CI/CD with GitHub Actions
=========================

In a multi-developer environment, typically no one person has complete knowledge
of the entire system, and multiple changes can be happening at the same time. Even
if the changes are made in different components, it is possible for something to
break when they are integrated.
The primary goal of Continuous Integration (CI) is to enable multiple developers
to work on the same code base while ensuring the quality of the final product.
After going through this module, you should
be able to:

* Identify the importance of CI to a large software system
* Choose a CI service that meets the needs of their software system
* Perform a integration testing CI workflow with GitHub Actions
* Perform a docker build / docker push CI workflow with GitHub Actions


An Example CI Workflow
----------------------

An "integration server" (or "build server") is a dedicated server (or VM) that
prepares software for release. The server automates common tasks, including:

* Building software binaries from source code (for compiled languages)
* Running tests
* Creating images, installers, or other artifacts
* Deploying/installing the software

We are ultimately aiming for the following "Continuous Integration" work flow or
process; this mirrors the process used by a number of teams working on "large"
software systems, both in academia and industry:

* Developers (i.e., you) check out code onto a machine where they will do their
  work. This could be a VM somewhere or their local laptop.
* They make changes to the code to add a feature or fix a bug.
* Once their work is done they add any additional tests as needed and then run
  all unit tests "locally" (i.e., on the same machine).
* Assuming the tests pass, the developer commits their changes and pushes to the
  origin (in this case, GitHub).
* A pre-established build server gets a message from the origin that a new commit
  was pushed.
* The build server:

  * Checks out the latest version
  * Executes any build steps to create the software
  * Runs unit tests
  * Starts an instance of the system
  * Runs integration tests
  * Deploys the software to a staging environment

If any one of the steps above fails, the process stops. In such a situation, the
code defect should be addressed as soon as possible.

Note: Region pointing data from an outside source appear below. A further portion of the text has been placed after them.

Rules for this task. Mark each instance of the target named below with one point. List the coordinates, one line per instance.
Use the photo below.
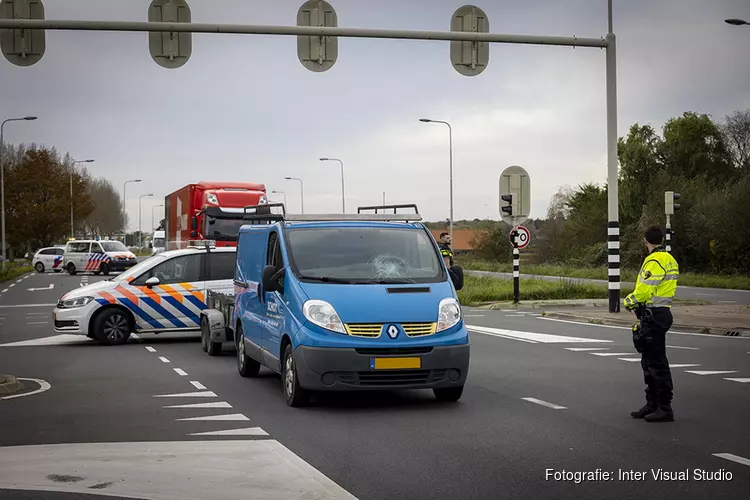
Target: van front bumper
(346, 369)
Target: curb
(9, 384)
(720, 332)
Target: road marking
(710, 372)
(249, 431)
(545, 403)
(531, 337)
(733, 458)
(203, 394)
(232, 417)
(44, 386)
(217, 404)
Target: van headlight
(324, 315)
(449, 314)
(73, 303)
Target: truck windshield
(221, 229)
(364, 255)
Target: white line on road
(733, 458)
(545, 403)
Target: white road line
(733, 458)
(217, 404)
(545, 403)
(202, 394)
(249, 431)
(232, 417)
(710, 372)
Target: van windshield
(364, 255)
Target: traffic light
(508, 209)
(669, 202)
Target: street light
(2, 174)
(450, 141)
(72, 168)
(343, 204)
(301, 191)
(140, 231)
(282, 193)
(153, 226)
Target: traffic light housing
(669, 202)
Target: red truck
(210, 211)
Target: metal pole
(613, 226)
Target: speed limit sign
(524, 237)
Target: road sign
(22, 47)
(515, 183)
(524, 237)
(170, 50)
(317, 53)
(470, 58)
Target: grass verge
(736, 281)
(479, 289)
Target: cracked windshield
(356, 250)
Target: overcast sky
(244, 108)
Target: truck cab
(348, 302)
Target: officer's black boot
(662, 414)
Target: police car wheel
(112, 327)
(294, 393)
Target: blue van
(348, 302)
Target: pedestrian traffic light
(669, 202)
(508, 209)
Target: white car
(97, 257)
(50, 258)
(164, 293)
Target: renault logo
(392, 331)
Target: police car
(164, 293)
(50, 258)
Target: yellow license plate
(395, 363)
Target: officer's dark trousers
(654, 362)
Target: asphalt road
(114, 418)
(712, 295)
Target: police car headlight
(449, 314)
(73, 303)
(324, 315)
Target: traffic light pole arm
(249, 29)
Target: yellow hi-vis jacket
(657, 281)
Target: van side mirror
(457, 276)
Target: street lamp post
(72, 168)
(343, 203)
(140, 231)
(301, 191)
(450, 146)
(2, 174)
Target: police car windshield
(364, 255)
(113, 246)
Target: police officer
(445, 249)
(652, 302)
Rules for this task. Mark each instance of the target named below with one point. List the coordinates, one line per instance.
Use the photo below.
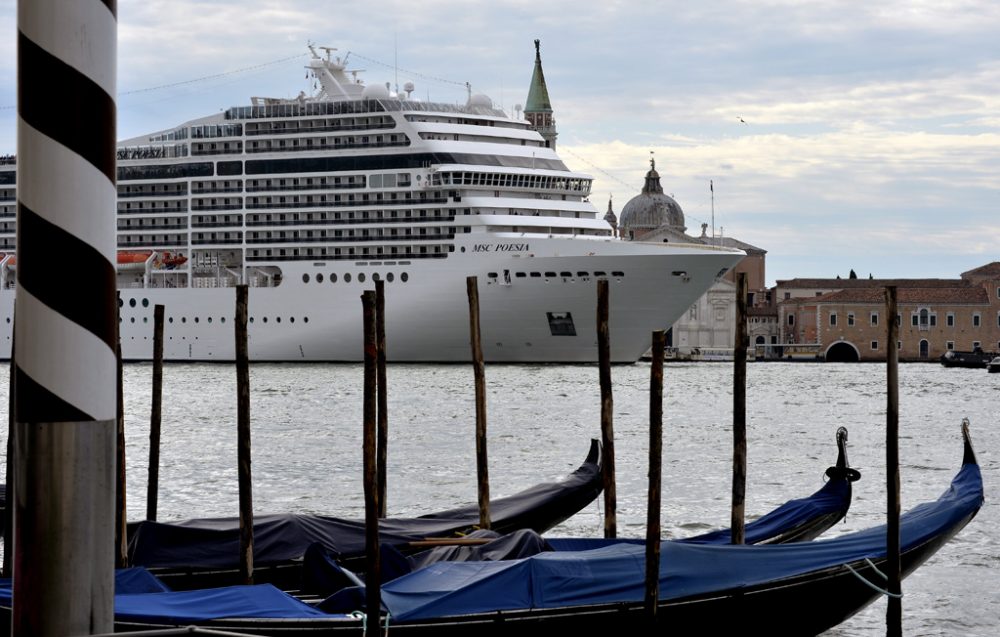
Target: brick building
(844, 319)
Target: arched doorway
(842, 352)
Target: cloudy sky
(838, 135)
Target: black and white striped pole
(65, 331)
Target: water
(306, 422)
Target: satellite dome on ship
(651, 209)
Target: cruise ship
(310, 201)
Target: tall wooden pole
(121, 519)
(155, 416)
(894, 609)
(373, 576)
(607, 411)
(65, 340)
(740, 411)
(482, 466)
(383, 397)
(655, 473)
(243, 435)
(8, 517)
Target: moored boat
(704, 589)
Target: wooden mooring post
(121, 519)
(740, 412)
(383, 397)
(243, 435)
(655, 475)
(607, 411)
(155, 416)
(894, 608)
(373, 571)
(482, 464)
(8, 517)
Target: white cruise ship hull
(526, 314)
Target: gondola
(202, 553)
(704, 588)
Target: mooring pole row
(894, 607)
(243, 434)
(607, 411)
(373, 576)
(65, 359)
(655, 475)
(479, 370)
(740, 412)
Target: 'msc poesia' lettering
(499, 247)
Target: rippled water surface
(306, 423)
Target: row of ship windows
(503, 180)
(282, 201)
(209, 320)
(495, 276)
(347, 277)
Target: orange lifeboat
(173, 260)
(126, 258)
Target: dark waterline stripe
(87, 295)
(62, 103)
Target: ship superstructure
(312, 199)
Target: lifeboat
(170, 260)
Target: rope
(869, 584)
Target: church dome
(651, 209)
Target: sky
(837, 136)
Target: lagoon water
(306, 424)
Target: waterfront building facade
(707, 329)
(844, 319)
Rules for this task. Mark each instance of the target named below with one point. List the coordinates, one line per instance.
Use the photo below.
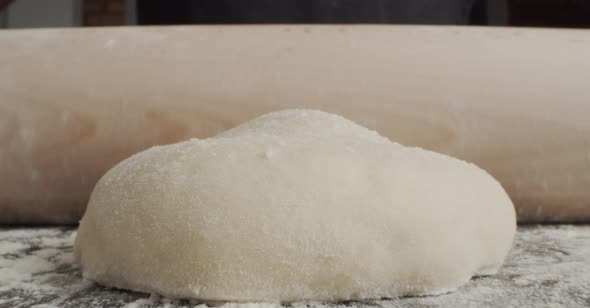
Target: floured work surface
(547, 265)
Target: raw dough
(294, 205)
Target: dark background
(532, 13)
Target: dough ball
(293, 205)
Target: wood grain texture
(75, 102)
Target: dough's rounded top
(293, 205)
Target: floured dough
(293, 205)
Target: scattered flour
(549, 266)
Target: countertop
(548, 266)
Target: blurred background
(80, 13)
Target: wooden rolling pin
(74, 102)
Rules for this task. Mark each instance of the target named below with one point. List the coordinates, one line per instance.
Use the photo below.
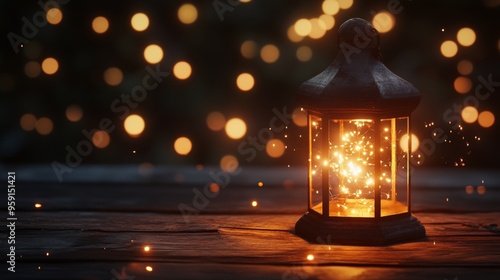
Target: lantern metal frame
(358, 87)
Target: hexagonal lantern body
(359, 147)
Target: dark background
(212, 47)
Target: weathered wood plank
(245, 239)
(218, 271)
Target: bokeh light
(292, 35)
(248, 49)
(216, 121)
(27, 122)
(269, 53)
(465, 67)
(139, 22)
(74, 113)
(469, 114)
(304, 53)
(245, 81)
(466, 37)
(44, 126)
(462, 85)
(449, 48)
(330, 7)
(153, 54)
(235, 128)
(50, 66)
(183, 146)
(299, 117)
(113, 76)
(486, 119)
(318, 28)
(229, 163)
(481, 189)
(345, 4)
(182, 70)
(403, 143)
(54, 16)
(383, 21)
(100, 24)
(32, 69)
(101, 139)
(275, 148)
(134, 125)
(303, 27)
(187, 13)
(328, 20)
(469, 189)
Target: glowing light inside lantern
(350, 161)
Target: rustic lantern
(359, 147)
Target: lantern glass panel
(351, 167)
(315, 164)
(394, 177)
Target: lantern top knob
(357, 83)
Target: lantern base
(359, 231)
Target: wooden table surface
(98, 221)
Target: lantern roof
(357, 82)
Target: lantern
(359, 147)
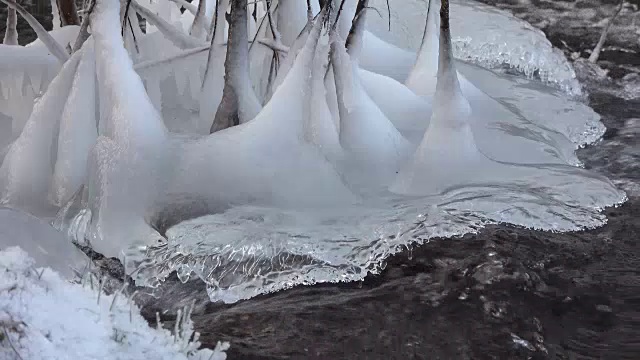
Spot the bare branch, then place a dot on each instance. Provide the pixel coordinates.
(179, 39)
(52, 45)
(68, 12)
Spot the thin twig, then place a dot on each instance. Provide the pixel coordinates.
(6, 334)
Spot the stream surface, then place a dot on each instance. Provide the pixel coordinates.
(504, 293)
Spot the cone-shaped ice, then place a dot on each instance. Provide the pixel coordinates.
(422, 79)
(448, 155)
(321, 129)
(269, 159)
(78, 130)
(369, 138)
(384, 58)
(239, 103)
(25, 183)
(124, 175)
(451, 157)
(290, 58)
(406, 110)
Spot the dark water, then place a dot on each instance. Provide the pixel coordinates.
(506, 293)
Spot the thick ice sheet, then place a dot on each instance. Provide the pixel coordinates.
(493, 38)
(246, 250)
(281, 199)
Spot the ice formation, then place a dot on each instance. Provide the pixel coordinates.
(331, 156)
(44, 316)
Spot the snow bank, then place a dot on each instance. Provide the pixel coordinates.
(46, 245)
(45, 317)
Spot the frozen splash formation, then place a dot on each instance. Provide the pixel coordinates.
(258, 146)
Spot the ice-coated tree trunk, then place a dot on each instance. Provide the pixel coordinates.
(68, 12)
(198, 27)
(83, 35)
(11, 33)
(356, 33)
(238, 102)
(595, 54)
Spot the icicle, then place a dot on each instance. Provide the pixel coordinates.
(422, 78)
(126, 113)
(25, 183)
(83, 34)
(322, 130)
(370, 139)
(356, 34)
(347, 13)
(187, 5)
(292, 19)
(268, 159)
(11, 34)
(290, 58)
(239, 103)
(448, 154)
(52, 45)
(68, 12)
(56, 14)
(217, 29)
(408, 112)
(78, 131)
(199, 28)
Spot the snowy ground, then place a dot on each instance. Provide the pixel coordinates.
(43, 316)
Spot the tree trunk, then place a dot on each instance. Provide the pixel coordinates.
(68, 12)
(595, 54)
(238, 102)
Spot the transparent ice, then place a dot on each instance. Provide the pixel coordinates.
(333, 174)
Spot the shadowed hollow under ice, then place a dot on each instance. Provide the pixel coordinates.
(339, 168)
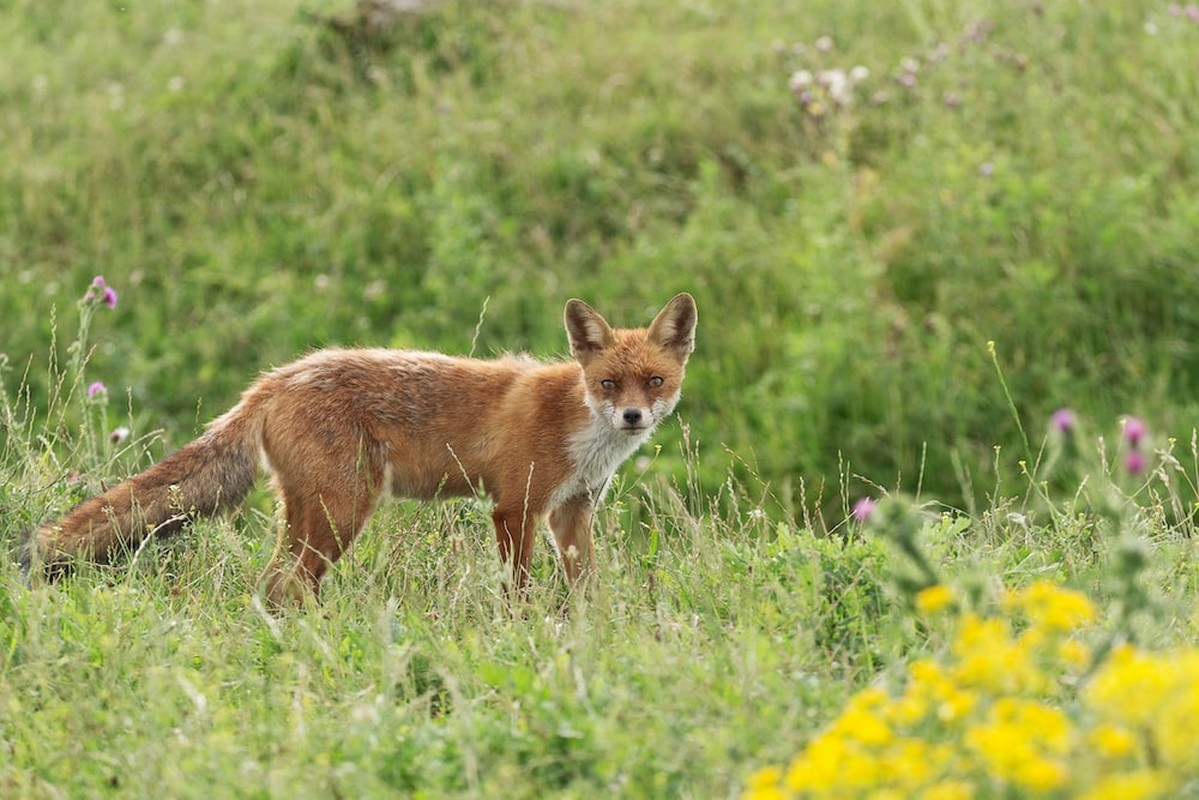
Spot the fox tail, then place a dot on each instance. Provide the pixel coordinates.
(209, 475)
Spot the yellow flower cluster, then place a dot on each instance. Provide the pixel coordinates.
(1008, 710)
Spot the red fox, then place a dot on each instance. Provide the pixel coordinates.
(339, 428)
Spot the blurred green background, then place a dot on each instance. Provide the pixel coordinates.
(258, 179)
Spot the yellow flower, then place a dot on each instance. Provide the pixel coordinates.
(765, 785)
(1110, 740)
(1074, 654)
(1019, 740)
(934, 599)
(951, 789)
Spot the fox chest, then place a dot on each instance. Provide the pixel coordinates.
(595, 455)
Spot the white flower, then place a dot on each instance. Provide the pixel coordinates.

Popular Automated CI Services
------------------------------

**Jenkins** is one of the most popular free open-source CI services. It is
server-based, and it requires a web server to operate on.

* Local application
* Completely free
* Deep workflow customization
* Intuitive web interface management
* Can be distributed across multiple machines / VMs
* Rich in features and plugins
* Easy installation thanks to the pre-installed OS X, Unix and Windows packages
* A well-established product with an excellent reputation


**TravisCI** is another CI service with limited features in the free tier, and a
comprehensive paid tier. It is a cloud-hosted service, so there is no need for
you to host your own server.

* Quick setup
* Live build views
* Pull request support
* Multiple languages and platforms support
* Pre-installed database services
* Auto deployments on passing builds
* Parallel testing (paid tier)
* Scaling capacity on demand (paid tier)
* Clean VMs for every build
* Mac, Linux, and iOS support
* Connect with Github, Bitbucket and more


**GitHub Actions** is a relatively new CI service used to automate, customize,
and execute software development workflows right in your GitHub repository.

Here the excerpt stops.